ROLE OF HEPARIN IN CORONARY THROMBOLYSIS

Although the benefits of coronary thrombolysis are well established, the optimal therapeutic strategy for ensuring rapid and sustained coronary artery patency remains controversial. The available data suggest that the success of coronary thrombolysis depends not only on the induction of clot lysis, but also on the extent to which procoagulant activity that promotes recurrent thrombosis is inhibited. Procoagulant activity increases almost immediately in patients treated with fibrinolytic agents, and persistent increases in thrombin activity have been associated with recurrent coronary thrombosis. Heparin administered intravenously appears to markedly attenuate the thrombin activity associated with thrombolysis and, in patients treated with tissue plasminogen activator (t-PA), prevents early recurrent coronary thrombosis.
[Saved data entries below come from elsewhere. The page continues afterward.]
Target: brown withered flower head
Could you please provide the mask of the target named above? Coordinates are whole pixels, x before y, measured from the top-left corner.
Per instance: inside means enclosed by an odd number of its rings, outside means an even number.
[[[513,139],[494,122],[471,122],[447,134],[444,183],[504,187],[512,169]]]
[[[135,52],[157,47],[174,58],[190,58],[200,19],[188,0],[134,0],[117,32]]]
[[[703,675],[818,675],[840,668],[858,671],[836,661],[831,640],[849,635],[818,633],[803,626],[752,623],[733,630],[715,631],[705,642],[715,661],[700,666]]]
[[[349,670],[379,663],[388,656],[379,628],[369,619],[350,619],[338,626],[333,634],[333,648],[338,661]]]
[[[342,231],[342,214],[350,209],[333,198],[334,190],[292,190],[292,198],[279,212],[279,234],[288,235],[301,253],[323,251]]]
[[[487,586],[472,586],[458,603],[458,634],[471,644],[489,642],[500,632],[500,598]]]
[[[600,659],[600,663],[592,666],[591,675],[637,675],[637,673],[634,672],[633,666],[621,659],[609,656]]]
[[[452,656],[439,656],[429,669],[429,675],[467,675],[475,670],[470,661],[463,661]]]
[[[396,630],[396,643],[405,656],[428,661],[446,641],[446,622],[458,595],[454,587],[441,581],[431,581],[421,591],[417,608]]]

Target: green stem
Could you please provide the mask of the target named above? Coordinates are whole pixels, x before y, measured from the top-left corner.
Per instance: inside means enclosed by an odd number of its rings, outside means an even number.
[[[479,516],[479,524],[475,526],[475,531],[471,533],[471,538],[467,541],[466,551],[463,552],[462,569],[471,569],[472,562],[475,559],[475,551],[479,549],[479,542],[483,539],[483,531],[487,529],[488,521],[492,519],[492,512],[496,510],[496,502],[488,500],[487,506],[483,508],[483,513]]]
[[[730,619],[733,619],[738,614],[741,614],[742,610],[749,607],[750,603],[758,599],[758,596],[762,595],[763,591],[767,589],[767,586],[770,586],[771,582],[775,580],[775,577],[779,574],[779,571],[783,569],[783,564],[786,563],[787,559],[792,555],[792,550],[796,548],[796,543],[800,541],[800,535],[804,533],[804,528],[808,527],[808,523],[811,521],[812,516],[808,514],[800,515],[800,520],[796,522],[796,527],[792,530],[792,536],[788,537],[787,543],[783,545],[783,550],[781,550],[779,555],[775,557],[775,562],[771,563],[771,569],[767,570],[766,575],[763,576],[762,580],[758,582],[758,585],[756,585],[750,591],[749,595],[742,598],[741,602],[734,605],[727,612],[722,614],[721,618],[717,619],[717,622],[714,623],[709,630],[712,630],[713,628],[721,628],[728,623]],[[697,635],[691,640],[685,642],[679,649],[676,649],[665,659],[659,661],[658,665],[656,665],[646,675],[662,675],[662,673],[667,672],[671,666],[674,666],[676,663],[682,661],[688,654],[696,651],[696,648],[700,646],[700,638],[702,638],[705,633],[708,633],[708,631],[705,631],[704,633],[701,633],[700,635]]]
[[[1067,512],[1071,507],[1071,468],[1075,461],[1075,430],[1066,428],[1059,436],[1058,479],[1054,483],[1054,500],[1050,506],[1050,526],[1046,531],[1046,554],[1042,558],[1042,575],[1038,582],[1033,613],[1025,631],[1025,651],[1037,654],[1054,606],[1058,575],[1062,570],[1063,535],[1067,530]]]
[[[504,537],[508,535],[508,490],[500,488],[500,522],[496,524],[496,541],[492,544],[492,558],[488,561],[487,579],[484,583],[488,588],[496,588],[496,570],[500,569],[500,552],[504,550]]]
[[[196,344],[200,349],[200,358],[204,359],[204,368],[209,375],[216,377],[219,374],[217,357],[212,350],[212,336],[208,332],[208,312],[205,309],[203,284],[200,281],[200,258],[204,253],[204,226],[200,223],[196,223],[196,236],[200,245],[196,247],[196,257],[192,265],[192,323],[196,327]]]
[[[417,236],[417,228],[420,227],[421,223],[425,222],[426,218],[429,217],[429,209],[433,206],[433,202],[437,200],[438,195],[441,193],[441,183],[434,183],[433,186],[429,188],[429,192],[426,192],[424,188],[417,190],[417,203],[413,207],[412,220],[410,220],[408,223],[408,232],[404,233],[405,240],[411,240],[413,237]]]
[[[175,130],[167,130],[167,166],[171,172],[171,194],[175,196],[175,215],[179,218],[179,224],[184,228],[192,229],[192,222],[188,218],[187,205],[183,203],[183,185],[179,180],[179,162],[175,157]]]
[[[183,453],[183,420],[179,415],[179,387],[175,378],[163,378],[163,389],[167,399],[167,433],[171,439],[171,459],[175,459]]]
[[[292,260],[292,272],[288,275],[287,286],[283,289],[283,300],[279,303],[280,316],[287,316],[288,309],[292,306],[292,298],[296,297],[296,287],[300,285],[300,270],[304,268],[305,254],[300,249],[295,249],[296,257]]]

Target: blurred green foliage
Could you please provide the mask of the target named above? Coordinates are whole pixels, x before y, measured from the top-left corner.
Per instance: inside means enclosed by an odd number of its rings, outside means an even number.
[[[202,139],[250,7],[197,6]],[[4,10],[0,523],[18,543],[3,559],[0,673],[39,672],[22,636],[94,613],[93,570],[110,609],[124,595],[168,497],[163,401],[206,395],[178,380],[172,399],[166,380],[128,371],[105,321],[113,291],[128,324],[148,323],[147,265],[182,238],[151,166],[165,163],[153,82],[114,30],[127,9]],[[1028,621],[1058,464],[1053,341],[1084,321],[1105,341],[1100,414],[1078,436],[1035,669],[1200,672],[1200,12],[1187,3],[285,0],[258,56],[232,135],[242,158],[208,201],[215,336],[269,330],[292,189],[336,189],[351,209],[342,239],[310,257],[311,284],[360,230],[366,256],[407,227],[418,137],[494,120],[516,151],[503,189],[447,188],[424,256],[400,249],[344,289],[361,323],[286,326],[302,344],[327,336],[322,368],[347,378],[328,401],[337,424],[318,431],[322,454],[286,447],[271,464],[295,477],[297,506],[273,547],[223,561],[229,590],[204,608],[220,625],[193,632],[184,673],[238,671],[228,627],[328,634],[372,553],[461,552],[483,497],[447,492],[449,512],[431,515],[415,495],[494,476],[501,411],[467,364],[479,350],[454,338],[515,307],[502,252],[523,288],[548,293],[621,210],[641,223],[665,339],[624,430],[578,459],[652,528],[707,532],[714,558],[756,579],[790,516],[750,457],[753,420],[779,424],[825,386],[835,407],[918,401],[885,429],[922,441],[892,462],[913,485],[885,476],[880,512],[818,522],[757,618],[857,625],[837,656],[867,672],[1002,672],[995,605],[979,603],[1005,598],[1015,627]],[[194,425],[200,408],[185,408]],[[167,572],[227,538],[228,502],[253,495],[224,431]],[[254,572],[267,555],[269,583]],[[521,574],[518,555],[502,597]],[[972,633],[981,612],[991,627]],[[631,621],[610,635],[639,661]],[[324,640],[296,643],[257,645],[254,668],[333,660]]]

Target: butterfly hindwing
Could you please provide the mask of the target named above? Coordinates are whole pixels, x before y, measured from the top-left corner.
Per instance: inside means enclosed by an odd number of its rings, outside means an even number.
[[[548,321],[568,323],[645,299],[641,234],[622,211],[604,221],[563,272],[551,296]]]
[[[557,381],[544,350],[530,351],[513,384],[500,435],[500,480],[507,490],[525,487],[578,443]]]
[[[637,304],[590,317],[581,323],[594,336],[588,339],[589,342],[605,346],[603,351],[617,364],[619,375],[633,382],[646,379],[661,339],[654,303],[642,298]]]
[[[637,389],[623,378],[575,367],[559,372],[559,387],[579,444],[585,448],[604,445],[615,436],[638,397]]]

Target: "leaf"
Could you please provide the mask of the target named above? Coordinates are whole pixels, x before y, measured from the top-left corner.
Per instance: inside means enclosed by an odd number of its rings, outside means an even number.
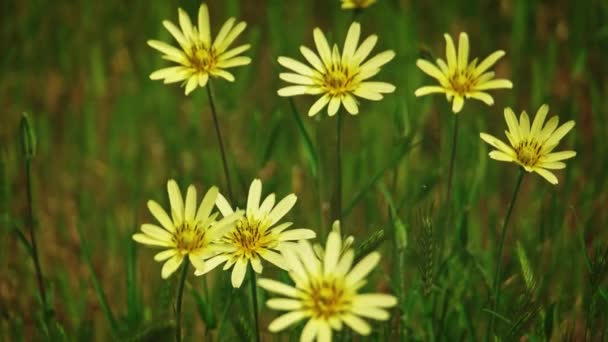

The results of clinical trials of coronary thrombolysis indicate that conjunctive treatment of patients with heparin improves survival compared with treatment with fibrinolytic agents alone. Although recent clinical trials in which patients were treated with streptokinase suggested that 12,500 units of heparin administered subcutaneously twice daily decreases mortality, this dosage regimen does not induce therapeutic levels of anticoagulation within the first 24 h in most patients. The failure to achieve early therapeutic anticoagulation may account for the lack of mortality benefit in trials in which patients given t-PA were treated with conjunctive subcutaneous heparin therapy. Thus, the available experimental and clinical data suggest that intravenous heparin should be given to patients treated with fibrinolytic agents for acute myocardial infarction.